Newton's Wake: A Space Opera

Newton's Wake: A Space Opera

2004 • 320 pages

Ratings1

Average rating3

15

The book was good, but not great. The problem seemed to be that it wanted to be a Big Ideas Action Adventure /and/ a satirical comedy, and didn't quite pull either off very well.

One character had most of the laughs, Ben Ami a playwright who styled himself after Shakespeare and produced amusingly awful plays that were still inexplicably popular. We hear references to plays such as “The Madness of George II, President of America” and his reinterpretation of Romeo and Juliet that used genuine anti-aircraft guns which were a devil to insure. Unfortunately his “Leonid Brezhnev, Prince of Moscovy” is a little too good and sparks off a civil war amongst some Koreans, which is very distracting while he is trying to get permission to resurrect a couple of Scottish rockers for a “come-back” concert.

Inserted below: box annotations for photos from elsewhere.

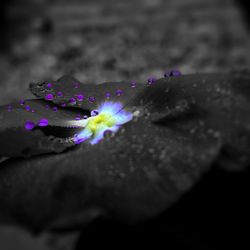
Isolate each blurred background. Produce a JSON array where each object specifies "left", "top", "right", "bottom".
[
  {"left": 0, "top": 0, "right": 250, "bottom": 250},
  {"left": 0, "top": 0, "right": 250, "bottom": 104}
]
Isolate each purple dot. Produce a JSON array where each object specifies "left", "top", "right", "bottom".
[
  {"left": 25, "top": 105, "right": 30, "bottom": 111},
  {"left": 75, "top": 115, "right": 81, "bottom": 120},
  {"left": 164, "top": 71, "right": 171, "bottom": 78},
  {"left": 19, "top": 99, "right": 25, "bottom": 105},
  {"left": 53, "top": 107, "right": 58, "bottom": 112},
  {"left": 90, "top": 109, "right": 99, "bottom": 116},
  {"left": 76, "top": 94, "right": 84, "bottom": 102},
  {"left": 38, "top": 118, "right": 49, "bottom": 127},
  {"left": 89, "top": 96, "right": 95, "bottom": 103},
  {"left": 105, "top": 92, "right": 111, "bottom": 99},
  {"left": 47, "top": 83, "right": 52, "bottom": 89},
  {"left": 130, "top": 81, "right": 136, "bottom": 88},
  {"left": 24, "top": 121, "right": 35, "bottom": 130},
  {"left": 7, "top": 105, "right": 12, "bottom": 112},
  {"left": 148, "top": 76, "right": 156, "bottom": 84},
  {"left": 73, "top": 82, "right": 79, "bottom": 89},
  {"left": 69, "top": 97, "right": 76, "bottom": 104},
  {"left": 57, "top": 91, "right": 63, "bottom": 97},
  {"left": 170, "top": 70, "right": 181, "bottom": 76},
  {"left": 45, "top": 94, "right": 54, "bottom": 101},
  {"left": 115, "top": 89, "right": 123, "bottom": 96}
]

The other plotline follows Lucinda, a “Combat Archaeologist”, her job is to pass through wormholes to investigate ruins that are probably guarded by hyper-technology war machines in the hope of retrieving useful technology. In one such expedition (to Ben Ami's world) she accidently awakens a vast army of war machines. This character has her funny moments, but the plotline is decidedly not funny. I can say this with confidence because, aside from anything else I find it hard to imagine a plotline in which characters die from radiation sickness even slightly amusing.

This is the problem, both plots are OK, but it's the jumping between two totally different styles of story that really took the wind out of things. Just as I started rooting for Lucinda in her life and death struggle, I was treated to three pages of satirical chuckles at Brezhnev's expense. Then as I was just getting into the antics of the fish-out-of-water Scottish singers, suddenly we were back with Lucinda seeing a burnt out village with murdered children.

I'd say, good ideas, not so good in practice. If you liked the ideas I'd say read one of the following instead:
Strata by Terry Pratchett for the SF comedy
Moving Pictures by Terry Pratchett for the funny playwright (and a thousand elephants!)
Pandora's Star by Peter F. Hamilton for the action adventure and wormholes
Fire Upon the Deep by Vernor Vinge for AIs and ancient threats awakened

This book wasn't bad, but all of the above are way better.